Avec la Place d’Alliance, et la Carrière, la Place Stanislas, ancienne Place Royale, constitue à Nancy le fleuron de l'ensemble architectural du siècle des Lumières.
Pour ériger cette place selon la volonté du duc de Lorraine Stanislas dictée en 1751, l’architecte Héré s'est inspiré de l'hôtel de Craon (sur la Carrière) et du Louvre de Boffrand.
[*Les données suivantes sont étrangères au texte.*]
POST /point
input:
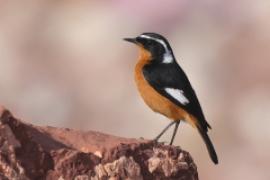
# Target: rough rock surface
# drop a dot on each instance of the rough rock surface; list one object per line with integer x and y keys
{"x": 33, "y": 152}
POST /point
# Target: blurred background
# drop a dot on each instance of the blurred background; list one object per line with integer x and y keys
{"x": 64, "y": 64}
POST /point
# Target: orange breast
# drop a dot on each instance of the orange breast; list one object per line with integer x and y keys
{"x": 153, "y": 99}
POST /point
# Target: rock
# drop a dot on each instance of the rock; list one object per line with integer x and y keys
{"x": 34, "y": 152}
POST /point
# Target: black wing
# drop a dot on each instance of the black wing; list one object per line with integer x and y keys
{"x": 161, "y": 76}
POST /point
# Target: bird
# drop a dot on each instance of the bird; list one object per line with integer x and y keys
{"x": 165, "y": 87}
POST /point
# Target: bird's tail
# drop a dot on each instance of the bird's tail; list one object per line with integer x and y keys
{"x": 209, "y": 145}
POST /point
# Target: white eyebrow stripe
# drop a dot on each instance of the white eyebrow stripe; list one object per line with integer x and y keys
{"x": 178, "y": 95}
{"x": 167, "y": 55}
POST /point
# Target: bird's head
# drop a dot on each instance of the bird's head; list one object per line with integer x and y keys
{"x": 158, "y": 47}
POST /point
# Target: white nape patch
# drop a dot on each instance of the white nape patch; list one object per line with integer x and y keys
{"x": 178, "y": 95}
{"x": 167, "y": 57}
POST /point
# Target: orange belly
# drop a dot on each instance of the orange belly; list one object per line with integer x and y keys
{"x": 154, "y": 100}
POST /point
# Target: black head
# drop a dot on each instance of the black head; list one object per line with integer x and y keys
{"x": 156, "y": 44}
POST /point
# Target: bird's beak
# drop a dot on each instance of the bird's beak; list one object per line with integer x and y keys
{"x": 132, "y": 40}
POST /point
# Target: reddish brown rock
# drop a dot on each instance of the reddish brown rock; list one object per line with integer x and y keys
{"x": 33, "y": 152}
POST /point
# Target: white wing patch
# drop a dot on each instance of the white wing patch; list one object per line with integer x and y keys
{"x": 178, "y": 95}
{"x": 167, "y": 55}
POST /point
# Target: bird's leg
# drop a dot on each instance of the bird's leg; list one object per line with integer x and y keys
{"x": 175, "y": 130}
{"x": 164, "y": 130}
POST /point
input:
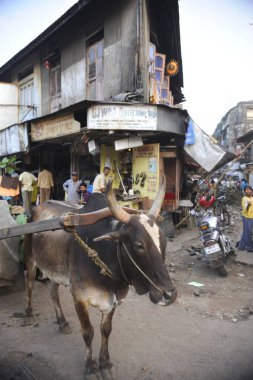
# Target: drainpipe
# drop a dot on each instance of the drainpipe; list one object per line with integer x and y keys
{"x": 138, "y": 44}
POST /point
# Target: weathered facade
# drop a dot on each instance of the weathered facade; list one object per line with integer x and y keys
{"x": 99, "y": 53}
{"x": 234, "y": 132}
{"x": 237, "y": 122}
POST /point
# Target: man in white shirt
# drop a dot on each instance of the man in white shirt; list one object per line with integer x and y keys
{"x": 100, "y": 181}
{"x": 27, "y": 180}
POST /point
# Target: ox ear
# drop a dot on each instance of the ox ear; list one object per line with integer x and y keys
{"x": 111, "y": 236}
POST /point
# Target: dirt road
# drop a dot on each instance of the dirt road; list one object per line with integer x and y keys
{"x": 206, "y": 334}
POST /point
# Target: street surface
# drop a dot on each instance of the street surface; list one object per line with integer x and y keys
{"x": 206, "y": 334}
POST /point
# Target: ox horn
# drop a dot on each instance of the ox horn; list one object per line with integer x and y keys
{"x": 116, "y": 210}
{"x": 157, "y": 204}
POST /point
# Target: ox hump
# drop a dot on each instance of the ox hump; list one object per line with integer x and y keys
{"x": 152, "y": 229}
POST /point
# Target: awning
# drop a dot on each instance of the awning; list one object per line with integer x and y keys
{"x": 204, "y": 149}
{"x": 13, "y": 139}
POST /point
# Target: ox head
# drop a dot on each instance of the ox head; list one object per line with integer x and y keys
{"x": 142, "y": 251}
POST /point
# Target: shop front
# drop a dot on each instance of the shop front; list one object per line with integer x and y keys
{"x": 136, "y": 174}
{"x": 51, "y": 142}
{"x": 139, "y": 144}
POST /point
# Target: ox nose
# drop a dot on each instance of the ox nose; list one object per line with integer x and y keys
{"x": 171, "y": 296}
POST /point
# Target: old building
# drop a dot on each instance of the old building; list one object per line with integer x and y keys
{"x": 234, "y": 132}
{"x": 95, "y": 78}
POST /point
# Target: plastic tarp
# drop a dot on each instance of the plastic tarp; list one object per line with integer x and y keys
{"x": 205, "y": 150}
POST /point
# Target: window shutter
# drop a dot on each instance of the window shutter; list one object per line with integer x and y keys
{"x": 159, "y": 70}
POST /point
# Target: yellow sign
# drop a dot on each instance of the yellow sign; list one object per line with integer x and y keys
{"x": 51, "y": 128}
{"x": 146, "y": 170}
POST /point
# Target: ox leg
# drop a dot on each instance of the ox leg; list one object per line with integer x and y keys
{"x": 106, "y": 367}
{"x": 30, "y": 273}
{"x": 91, "y": 369}
{"x": 60, "y": 318}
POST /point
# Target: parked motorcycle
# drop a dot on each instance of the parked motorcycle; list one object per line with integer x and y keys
{"x": 216, "y": 246}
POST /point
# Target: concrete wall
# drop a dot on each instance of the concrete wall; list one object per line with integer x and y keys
{"x": 119, "y": 20}
{"x": 35, "y": 60}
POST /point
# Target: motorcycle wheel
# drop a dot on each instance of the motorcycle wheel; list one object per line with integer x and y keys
{"x": 222, "y": 271}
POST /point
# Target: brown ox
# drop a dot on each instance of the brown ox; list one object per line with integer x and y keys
{"x": 132, "y": 246}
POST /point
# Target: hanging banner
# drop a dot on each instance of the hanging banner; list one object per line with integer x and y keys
{"x": 51, "y": 128}
{"x": 133, "y": 117}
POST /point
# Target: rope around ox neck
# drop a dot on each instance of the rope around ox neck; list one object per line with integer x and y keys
{"x": 105, "y": 270}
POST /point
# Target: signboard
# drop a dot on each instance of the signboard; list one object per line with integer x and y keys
{"x": 51, "y": 128}
{"x": 133, "y": 117}
{"x": 13, "y": 139}
{"x": 146, "y": 169}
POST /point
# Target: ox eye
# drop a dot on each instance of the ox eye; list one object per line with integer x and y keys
{"x": 138, "y": 245}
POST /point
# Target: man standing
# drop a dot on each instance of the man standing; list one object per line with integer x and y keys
{"x": 27, "y": 180}
{"x": 71, "y": 187}
{"x": 84, "y": 193}
{"x": 101, "y": 180}
{"x": 246, "y": 242}
{"x": 45, "y": 184}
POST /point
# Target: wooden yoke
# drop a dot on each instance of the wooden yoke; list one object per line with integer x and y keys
{"x": 65, "y": 221}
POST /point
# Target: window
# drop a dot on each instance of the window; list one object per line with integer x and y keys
{"x": 165, "y": 93}
{"x": 26, "y": 101}
{"x": 249, "y": 114}
{"x": 159, "y": 71}
{"x": 95, "y": 77}
{"x": 25, "y": 73}
{"x": 55, "y": 81}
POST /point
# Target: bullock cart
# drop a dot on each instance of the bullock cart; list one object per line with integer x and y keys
{"x": 124, "y": 247}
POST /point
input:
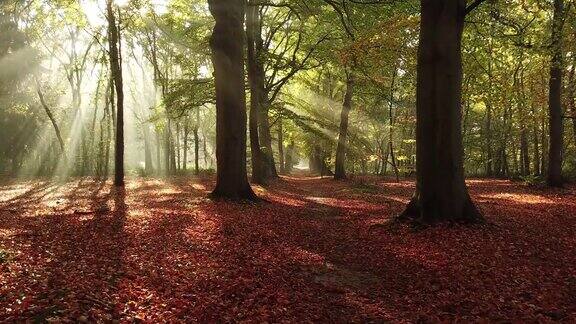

On remarque la belle ordonnance et l’harmonie de l’ensemble des bâtiments en pierre d'Euville, fontaines et grilles où se mêlent les styles Louis XV pour la décoration et le style Louis XIV plus sévère et uniforme, sans rocaille, hérité de Boffrand, pour les bâtiments.
D’abord Place Royale à la gloire du roi de France, le gendre de Stanislas, elle change de nom à la Révolution ( Place du Peuple) puis sous Napoléon ( Place Napoléon) puis  sous la Restauration (Place Royale) avant de devenir depuis 1831 Place Stanislas…..la « Place Stan » chère aux Nancéiens.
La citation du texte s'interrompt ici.